3 Das Verwaltungsgericht hat der Klage hinsichtlich der Fragen 1, 3, 4, 6, der Frage 7 Satz 1 sowie der Fragen 8 und 9 stattgegeben; im Übrigen hat es die Klage abgewiesen.

4 Das Oberverwaltungsgericht hat das Verfahren eingestellt und das erstinstanzliche Urteil für wirkungslos erklärt, soweit die Beteiligten den Rechtsstreit hinsichtlich der Frage 1 Satz 1 und 2 für erledigt erklärt haben, sowie das erstinstanzliche Urteil geändert und die Beklagte verurteilt, Auskunft auf die Frage 4 Satz 2 Halbs. 2, Satz 3 und 4 sowie auf die Frage 7 Satz 1, Fragen 8 und 9 zu erteilen. Im Übrigen hat es die Klage abgewiesen und die weitergehende Berufung der Beklagten zurückgewiesen. Der Auskunftsanspruch bestehe nur im tenorierten Umfang auf der Grundlage des Personalaktenrechts. Die danach erforderliche Interessenabwägung zwischen dem informationellen Selbstbestimmungsrecht des betroffenen Beamten und dem Informationsinteresse der Presse falle zugunsten der Presse aus. Das disziplinarrechtliche Verwertungsverbot und die damit verbundene Pflicht zur Vernichtung der Disziplinarakten stünden dem Auskunftsanspruch nicht entgegen. Aus den disziplinarrechtlichen Tilgungsbestimmungen, die in erster Linie im Innenverhältnis des Beamten zu seinem Dienstherrn bestünden, folge unmittelbar nichts für den Auskunftsanspruch nach dem Personalaktenrecht. Durch das Auskunftsersuchen entstehe ein gegenüber dem Dienstverhältnis eigenständiges Rechtsverhältnis. Keine andere Beurteilung ergebe sich aus etwaigen weiteren Schutzwirkungen der Tilgungsbestimmungen. Angesichts der öffentlichen Berichterstattung und der Abschlussberichte der Untersuchungsausschüsse des Bundestages sei nicht erkennbar, dass die Erinnerung des Dienstherrn an das Disziplinarverfahren durch die begehrte Auskunft in maßgeblicher Weise noch reaktualisiert werden könnte. Im Übrigen bleibe die Klage ohne Erfolg. Die verbleibenden Fragen seien nicht hinreichend konkret bezeichnet, durch öffentlich zugängliche Quellen bereits beantwortet oder aufgrund ihres spekulativen Charakters wegen des vorrangigen Persönlichkeitsschutzes nicht zu beantworten.
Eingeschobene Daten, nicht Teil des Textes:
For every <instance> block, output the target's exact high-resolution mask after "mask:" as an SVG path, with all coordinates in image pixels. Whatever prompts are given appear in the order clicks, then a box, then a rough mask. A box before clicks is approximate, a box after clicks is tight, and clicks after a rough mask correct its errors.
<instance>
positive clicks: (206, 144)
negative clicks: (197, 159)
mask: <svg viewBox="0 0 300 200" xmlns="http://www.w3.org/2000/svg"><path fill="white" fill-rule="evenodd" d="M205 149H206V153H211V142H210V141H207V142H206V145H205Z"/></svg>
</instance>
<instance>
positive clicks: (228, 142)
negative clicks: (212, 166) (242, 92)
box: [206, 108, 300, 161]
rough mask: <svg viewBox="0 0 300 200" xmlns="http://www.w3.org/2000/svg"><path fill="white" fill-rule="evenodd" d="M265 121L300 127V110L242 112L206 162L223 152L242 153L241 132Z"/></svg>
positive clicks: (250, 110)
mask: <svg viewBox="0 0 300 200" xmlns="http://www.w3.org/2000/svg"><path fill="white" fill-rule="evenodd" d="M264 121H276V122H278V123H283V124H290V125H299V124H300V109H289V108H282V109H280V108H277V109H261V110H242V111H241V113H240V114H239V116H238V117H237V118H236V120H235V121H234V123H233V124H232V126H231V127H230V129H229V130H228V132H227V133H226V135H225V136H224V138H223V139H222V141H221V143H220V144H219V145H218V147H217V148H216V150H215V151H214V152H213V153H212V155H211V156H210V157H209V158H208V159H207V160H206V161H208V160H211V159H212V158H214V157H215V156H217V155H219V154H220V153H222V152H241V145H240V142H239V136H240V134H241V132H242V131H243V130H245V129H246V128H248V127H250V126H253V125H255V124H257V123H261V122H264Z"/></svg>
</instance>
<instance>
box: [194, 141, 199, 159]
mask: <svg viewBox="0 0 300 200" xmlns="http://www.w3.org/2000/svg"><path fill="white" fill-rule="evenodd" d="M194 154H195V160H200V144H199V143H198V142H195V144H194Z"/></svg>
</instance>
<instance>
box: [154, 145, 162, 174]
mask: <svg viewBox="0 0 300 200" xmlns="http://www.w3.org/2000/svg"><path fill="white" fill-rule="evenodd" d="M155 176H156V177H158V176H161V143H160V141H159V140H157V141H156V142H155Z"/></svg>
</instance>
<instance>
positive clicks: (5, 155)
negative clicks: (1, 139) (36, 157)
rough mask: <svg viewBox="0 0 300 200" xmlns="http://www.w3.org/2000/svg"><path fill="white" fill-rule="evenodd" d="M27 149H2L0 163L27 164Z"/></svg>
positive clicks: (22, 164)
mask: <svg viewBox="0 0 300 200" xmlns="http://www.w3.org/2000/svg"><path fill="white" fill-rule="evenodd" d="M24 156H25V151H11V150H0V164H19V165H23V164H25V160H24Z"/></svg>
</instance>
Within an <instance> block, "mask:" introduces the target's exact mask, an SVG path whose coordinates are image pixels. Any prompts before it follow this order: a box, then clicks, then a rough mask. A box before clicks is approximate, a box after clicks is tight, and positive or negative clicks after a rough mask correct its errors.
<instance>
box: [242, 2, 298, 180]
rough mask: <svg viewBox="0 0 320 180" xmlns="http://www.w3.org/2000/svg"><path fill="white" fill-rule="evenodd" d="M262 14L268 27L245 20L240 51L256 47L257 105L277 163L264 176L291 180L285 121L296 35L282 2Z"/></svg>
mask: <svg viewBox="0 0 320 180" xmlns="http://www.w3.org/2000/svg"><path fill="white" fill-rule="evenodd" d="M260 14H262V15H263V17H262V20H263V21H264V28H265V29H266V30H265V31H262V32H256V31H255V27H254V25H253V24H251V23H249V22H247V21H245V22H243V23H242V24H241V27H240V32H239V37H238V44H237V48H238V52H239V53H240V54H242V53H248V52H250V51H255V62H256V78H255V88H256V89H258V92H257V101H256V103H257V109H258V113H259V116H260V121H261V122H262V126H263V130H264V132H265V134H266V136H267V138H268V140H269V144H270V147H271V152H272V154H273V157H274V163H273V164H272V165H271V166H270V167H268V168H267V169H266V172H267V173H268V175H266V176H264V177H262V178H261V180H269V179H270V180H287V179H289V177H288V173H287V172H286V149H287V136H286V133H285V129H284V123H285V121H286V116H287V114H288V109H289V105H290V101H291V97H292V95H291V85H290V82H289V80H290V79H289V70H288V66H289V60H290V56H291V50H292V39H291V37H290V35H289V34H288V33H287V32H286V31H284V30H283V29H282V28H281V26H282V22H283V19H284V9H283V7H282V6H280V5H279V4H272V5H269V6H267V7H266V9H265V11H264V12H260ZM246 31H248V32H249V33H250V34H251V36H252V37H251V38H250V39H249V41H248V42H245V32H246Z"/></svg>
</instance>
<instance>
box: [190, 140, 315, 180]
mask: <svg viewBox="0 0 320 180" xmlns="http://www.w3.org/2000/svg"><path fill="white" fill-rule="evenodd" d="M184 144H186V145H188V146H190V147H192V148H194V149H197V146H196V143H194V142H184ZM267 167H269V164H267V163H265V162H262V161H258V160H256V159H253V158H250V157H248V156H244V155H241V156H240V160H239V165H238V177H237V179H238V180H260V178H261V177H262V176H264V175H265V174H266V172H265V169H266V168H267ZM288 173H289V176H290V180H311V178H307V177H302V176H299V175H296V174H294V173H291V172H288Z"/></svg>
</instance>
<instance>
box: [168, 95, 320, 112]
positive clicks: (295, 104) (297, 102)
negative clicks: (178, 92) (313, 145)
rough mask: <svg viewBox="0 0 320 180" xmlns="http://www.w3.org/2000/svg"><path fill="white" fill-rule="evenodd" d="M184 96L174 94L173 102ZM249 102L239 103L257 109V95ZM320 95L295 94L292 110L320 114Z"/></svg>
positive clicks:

5 Hiergegen wendet sich die Revision der Beklagten mit dem Antrag, das Urteil des Oberverwaltungsgerichts für das Land Nordrhein-Westfalen vom 20. September 2018 und das Urteil des Verwaltungsgerichts Köln vom 12. November 2015 teilweise zu ändern und die Klage, soweit sie noch anhängig ist, abzuweisen.

6 Der Kläger beantragt, die Revision zurückzuweisen.
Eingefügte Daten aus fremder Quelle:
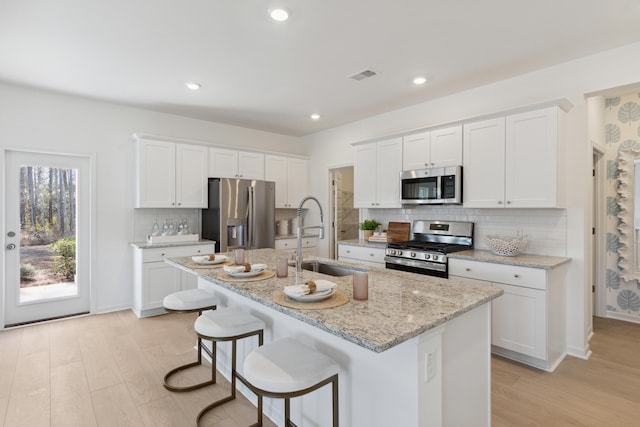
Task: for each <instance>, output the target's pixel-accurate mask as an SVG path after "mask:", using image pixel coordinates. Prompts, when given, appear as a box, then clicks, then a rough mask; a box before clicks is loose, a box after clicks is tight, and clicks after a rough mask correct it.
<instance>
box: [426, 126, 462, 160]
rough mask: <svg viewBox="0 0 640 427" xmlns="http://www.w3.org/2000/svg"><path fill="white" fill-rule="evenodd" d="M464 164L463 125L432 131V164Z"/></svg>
mask: <svg viewBox="0 0 640 427" xmlns="http://www.w3.org/2000/svg"><path fill="white" fill-rule="evenodd" d="M461 164H462V125H460V126H452V127H449V128H442V129H435V130H432V131H431V166H430V167H432V168H440V167H445V166H460V165H461Z"/></svg>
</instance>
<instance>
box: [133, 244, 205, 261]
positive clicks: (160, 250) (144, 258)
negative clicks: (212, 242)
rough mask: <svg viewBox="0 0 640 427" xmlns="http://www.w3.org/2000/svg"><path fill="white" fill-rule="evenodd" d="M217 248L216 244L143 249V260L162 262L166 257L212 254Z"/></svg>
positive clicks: (179, 256) (191, 255)
mask: <svg viewBox="0 0 640 427" xmlns="http://www.w3.org/2000/svg"><path fill="white" fill-rule="evenodd" d="M215 250H216V248H215V245H213V244H212V245H195V246H193V245H192V246H174V247H169V248H157V249H156V248H152V249H143V250H142V262H144V263H147V262H160V261H164V259H165V258H175V257H180V256H192V255H200V254H212V253H214V252H215Z"/></svg>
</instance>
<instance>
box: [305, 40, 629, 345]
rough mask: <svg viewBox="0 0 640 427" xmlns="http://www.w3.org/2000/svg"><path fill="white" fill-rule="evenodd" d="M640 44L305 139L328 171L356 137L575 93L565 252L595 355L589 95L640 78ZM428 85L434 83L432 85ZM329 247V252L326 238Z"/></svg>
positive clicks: (317, 187) (327, 172) (567, 151)
mask: <svg viewBox="0 0 640 427" xmlns="http://www.w3.org/2000/svg"><path fill="white" fill-rule="evenodd" d="M639 76H640V43H636V44H633V45H629V46H625V47H623V48H619V49H614V50H610V51H606V52H603V53H601V54H598V55H594V56H590V57H586V58H583V59H580V60H576V61H572V62H568V63H565V64H561V65H558V66H554V67H550V68H546V69H542V70H539V71H536V72H532V73H528V74H525V75H522V76H519V77H515V78H511V79H508V80H503V81H500V82H497V83H494V84H490V85H486V86H482V87H478V88H475V89H471V90H468V91H464V92H460V93H458V94H455V95H451V96H448V97H445V98H441V99H437V100H434V101H431V102H425V103H422V104H418V105H415V106H412V107H409V108H404V109H400V110H396V111H392V112H390V113H386V114H382V115H378V116H375V117H370V118H367V119H364V120H361V121H358V122H355V123H352V124H349V125H345V126H341V127H338V128H334V129H330V130H328V131H325V132H321V133H317V134H314V135H310V136H307V137H305V138H302V141H303V142H305V143H306V144H307V145H308V146H309V148H310V156H311V158H312V159H313V161H312V162H310V167H311V170H310V173H311V176H314V177H325V176H327V175H328V169H329V168H331V167H332V166H334V165H342V164H345V163H349V162H353V160H354V152H353V148H352V147H351V145H350V144H351V143H353V142H357V141H363V140H367V139H373V138H379V137H383V136H385V135H390V134H395V133H399V132H402V131H406V130H410V129H416V128H421V127H425V126H431V125H436V124H441V123H446V122H451V121H456V120H462V119H466V118H470V117H474V116H479V115H484V114H488V113H492V112H498V111H503V110H508V109H512V108H517V107H522V106H526V105H530V104H535V103H538V102H543V101H547V100H551V99H557V98H567V99H568V100H569V101H570V102H571V103H572V104H573V105H574V108H573V109H572V110H571V111H570V112H569V113H568V114H567V153H568V156H567V162H566V165H565V172H566V178H567V194H568V208H567V210H566V226H560V227H559V228H558V230H559V232H562V233H565V235H566V237H565V239H566V247H565V248H564V251H565V253H566V255H567V256H569V257H571V258H572V262H571V264H570V268H569V272H568V277H567V283H568V287H569V291H568V292H569V295H568V298H567V300H568V301H569V303H568V307H567V316H568V322H567V324H568V327H567V329H568V330H567V332H568V347H569V351H570V353H571V354H574V355H577V356H581V357H586V356H587V355H588V351H589V349H588V342H587V333H588V332H587V331H588V330H589V329H590V321H589V318H590V313H591V311H590V310H591V307H590V285H589V284H588V283H587V281H586V278H587V277H588V266H587V262H586V261H587V260H588V259H589V257H588V253H590V252H589V248H588V247H587V242H589V240H588V239H589V234H588V233H589V232H590V229H589V228H590V227H591V225H590V212H589V209H590V204H589V198H590V191H591V187H590V170H591V145H590V143H589V141H588V138H587V109H586V102H585V98H584V95H585V94H586V93H590V92H596V91H599V90H604V89H606V88H611V87H616V86H622V85H626V84H631V83H635V82H637V81H638V80H640V77H639ZM424 90H429V88H428V86H426V87H425V88H424ZM328 190H329V187H328V179H315V180H313V181H311V183H310V192H311V193H312V194H314V195H316V196H318V197H319V198H320V200H321V201H322V202H323V204H325V205H326V206H328V205H329V203H328V201H329V200H328V197H329V191H328ZM535 217H536V211H535V210H533V211H531V213H530V214H528V215H527V214H523V217H522V223H523V227H527V225H528V224H531V223H532V222H533V221H535ZM320 245H321V247H320V251H321V253H324V254H326V253H328V248H327V246H326V241H320Z"/></svg>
7 Ferner beantragt er im Wege der Anschlussrevision, das Urteil des Oberverwaltungsgerichts für das Land Nordrhein-Westfalen vom 20. September 2018 teilweise zu ändern und die Berufung der Beklagten zurückzuweisen, soweit es um die Auskunft zu den Fragen 3, 4 Satz 1 und 2 Halbs. 1 und Frage 6 geht und soweit das Verfahren nicht eingestellt wurde.
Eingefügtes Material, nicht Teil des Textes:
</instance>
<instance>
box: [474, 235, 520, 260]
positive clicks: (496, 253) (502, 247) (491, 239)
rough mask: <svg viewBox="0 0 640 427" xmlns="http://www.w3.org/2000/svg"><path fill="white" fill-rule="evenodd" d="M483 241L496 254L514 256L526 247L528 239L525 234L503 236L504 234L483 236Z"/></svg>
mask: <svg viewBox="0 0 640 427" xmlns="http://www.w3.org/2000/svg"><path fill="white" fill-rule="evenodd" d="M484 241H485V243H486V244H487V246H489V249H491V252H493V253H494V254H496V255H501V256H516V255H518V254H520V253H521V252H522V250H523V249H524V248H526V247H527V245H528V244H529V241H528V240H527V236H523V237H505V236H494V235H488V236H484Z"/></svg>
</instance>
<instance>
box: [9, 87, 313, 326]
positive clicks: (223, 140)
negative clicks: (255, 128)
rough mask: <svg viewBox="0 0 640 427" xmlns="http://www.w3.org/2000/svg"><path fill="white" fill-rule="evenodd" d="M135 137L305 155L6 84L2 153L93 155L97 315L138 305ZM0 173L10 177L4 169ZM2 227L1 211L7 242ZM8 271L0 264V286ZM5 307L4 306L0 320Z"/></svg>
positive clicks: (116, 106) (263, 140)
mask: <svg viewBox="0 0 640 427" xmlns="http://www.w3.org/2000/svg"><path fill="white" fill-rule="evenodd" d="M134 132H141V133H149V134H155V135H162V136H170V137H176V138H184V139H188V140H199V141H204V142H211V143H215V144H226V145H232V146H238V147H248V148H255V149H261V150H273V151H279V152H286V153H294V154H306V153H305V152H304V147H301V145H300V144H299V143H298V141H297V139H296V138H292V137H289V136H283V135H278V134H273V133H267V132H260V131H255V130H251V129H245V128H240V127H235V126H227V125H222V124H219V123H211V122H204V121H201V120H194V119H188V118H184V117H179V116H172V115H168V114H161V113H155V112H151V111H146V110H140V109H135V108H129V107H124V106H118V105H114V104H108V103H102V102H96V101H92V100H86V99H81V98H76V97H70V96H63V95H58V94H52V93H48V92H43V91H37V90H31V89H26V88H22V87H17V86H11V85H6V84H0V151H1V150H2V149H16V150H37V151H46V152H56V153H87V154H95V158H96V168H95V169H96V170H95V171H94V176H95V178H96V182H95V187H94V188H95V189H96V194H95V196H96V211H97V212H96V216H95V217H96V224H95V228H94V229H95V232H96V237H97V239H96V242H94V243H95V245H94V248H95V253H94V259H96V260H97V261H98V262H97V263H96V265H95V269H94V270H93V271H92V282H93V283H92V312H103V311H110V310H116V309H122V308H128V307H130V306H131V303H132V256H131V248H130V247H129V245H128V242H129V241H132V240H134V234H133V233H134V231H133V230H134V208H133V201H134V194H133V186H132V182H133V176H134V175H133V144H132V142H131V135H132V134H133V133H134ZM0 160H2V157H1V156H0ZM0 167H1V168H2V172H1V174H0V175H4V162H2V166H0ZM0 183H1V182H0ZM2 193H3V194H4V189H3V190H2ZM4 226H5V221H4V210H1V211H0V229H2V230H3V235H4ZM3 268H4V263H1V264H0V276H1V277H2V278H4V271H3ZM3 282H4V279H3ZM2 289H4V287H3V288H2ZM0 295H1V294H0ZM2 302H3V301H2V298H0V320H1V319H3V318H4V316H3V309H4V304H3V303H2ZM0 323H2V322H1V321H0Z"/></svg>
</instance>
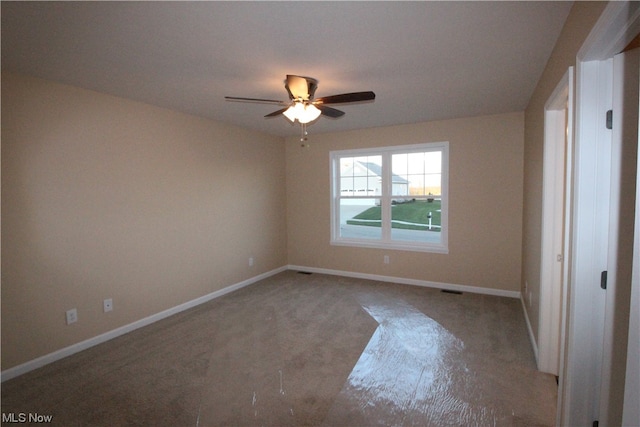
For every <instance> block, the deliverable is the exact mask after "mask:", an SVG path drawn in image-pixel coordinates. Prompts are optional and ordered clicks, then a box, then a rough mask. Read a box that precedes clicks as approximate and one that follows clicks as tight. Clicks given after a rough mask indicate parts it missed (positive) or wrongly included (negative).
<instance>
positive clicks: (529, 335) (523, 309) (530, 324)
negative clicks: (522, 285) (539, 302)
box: [520, 296, 539, 361]
mask: <svg viewBox="0 0 640 427" xmlns="http://www.w3.org/2000/svg"><path fill="white" fill-rule="evenodd" d="M520 303H521V304H522V312H523V313H524V321H525V323H526V324H527V331H528V332H529V341H530V342H531V348H532V349H533V355H534V356H535V358H536V361H537V360H538V358H539V356H538V354H539V352H538V343H537V342H536V336H535V335H534V334H533V328H532V327H531V321H530V320H529V313H528V312H527V307H526V304H525V302H524V298H523V296H520Z"/></svg>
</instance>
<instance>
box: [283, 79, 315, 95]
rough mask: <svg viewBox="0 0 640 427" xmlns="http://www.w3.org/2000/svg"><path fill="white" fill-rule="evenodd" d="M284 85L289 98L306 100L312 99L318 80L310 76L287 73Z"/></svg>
mask: <svg viewBox="0 0 640 427" xmlns="http://www.w3.org/2000/svg"><path fill="white" fill-rule="evenodd" d="M284 87H285V88H286V89H287V92H289V97H290V98H291V99H302V100H304V101H308V100H310V99H313V95H314V94H315V92H316V89H317V87H318V81H317V80H316V79H312V78H311V77H302V76H294V75H292V74H287V82H286V84H285V86H284Z"/></svg>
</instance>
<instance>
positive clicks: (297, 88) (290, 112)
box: [224, 74, 376, 138]
mask: <svg viewBox="0 0 640 427" xmlns="http://www.w3.org/2000/svg"><path fill="white" fill-rule="evenodd" d="M284 87H285V89H287V93H288V94H289V101H279V100H275V99H261V98H241V97H237V96H225V97H224V98H225V99H226V100H227V101H236V102H253V103H260V104H276V105H282V106H283V108H281V109H279V110H276V111H274V112H273V113H269V114H267V115H266V116H265V117H266V118H269V117H276V116H279V115H280V114H282V115H283V116H284V117H286V118H287V120H289V121H290V122H291V123H295V122H296V121H298V123H300V124H301V125H302V131H303V138H304V136H305V135H306V125H307V124H308V123H312V122H314V121H315V120H317V119H318V117H320V116H321V115H323V116H327V117H331V118H338V117H342V116H344V111H340V110H338V109H335V108H332V107H329V106H328V105H327V104H347V103H353V102H366V101H373V100H374V99H375V98H376V94H375V93H373V92H371V91H367V92H351V93H343V94H340V95H331V96H325V97H322V98H316V99H314V94H315V92H316V89H317V88H318V80H316V79H314V78H311V77H303V76H295V75H291V74H289V75H287V79H286V80H285V85H284Z"/></svg>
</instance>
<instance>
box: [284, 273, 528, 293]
mask: <svg viewBox="0 0 640 427" xmlns="http://www.w3.org/2000/svg"><path fill="white" fill-rule="evenodd" d="M288 268H289V270H296V271H304V272H309V273H318V274H329V275H331V276H343V277H353V278H355V279H366V280H376V281H379V282H388V283H399V284H401V285H413V286H421V287H425V288H435V289H446V290H450V291H460V292H468V293H472V294H482V295H492V296H498V297H507V298H521V297H522V295H521V294H520V292H519V291H507V290H504V289H491V288H481V287H478V286H468V285H457V284H453V283H442V282H432V281H428V280H418V279H408V278H404V277H395V276H382V275H379V274H369V273H358V272H355V271H344V270H332V269H328V268H317V267H305V266H301V265H289V266H288Z"/></svg>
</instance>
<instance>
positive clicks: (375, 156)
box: [340, 156, 382, 197]
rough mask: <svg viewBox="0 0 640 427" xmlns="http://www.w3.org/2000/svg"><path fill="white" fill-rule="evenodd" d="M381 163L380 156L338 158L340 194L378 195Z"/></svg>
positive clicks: (380, 193)
mask: <svg viewBox="0 0 640 427" xmlns="http://www.w3.org/2000/svg"><path fill="white" fill-rule="evenodd" d="M381 165H382V157H381V156H362V157H342V158H340V196H344V197H349V196H355V197H358V196H360V197H363V196H364V197H366V196H374V195H377V196H379V195H380V194H381V193H382V181H381V179H382V176H381V175H382V168H381Z"/></svg>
8 Die Beklagte beantragt, die Anschlussrevision des Klägers zurückzuweisen.

II

9 Die Revision der Beklagten ist begründet, soweit sie die Auskunft auf Frage 9 Satz 1 betrifft. Insoweit verletzt das Berufungsurteil Bundesrecht (§ 137 Abs. 1 Nr. 1 VwGO); die Urteile der Vorinstanzen sind insoweit aufzuheben und die Klage des Klägers ist auch insoweit abzuweisen. Im Übrigen ist die Revision der Beklagten unbegründet. Die Anschlussrevision des Klägers ist unbegründet.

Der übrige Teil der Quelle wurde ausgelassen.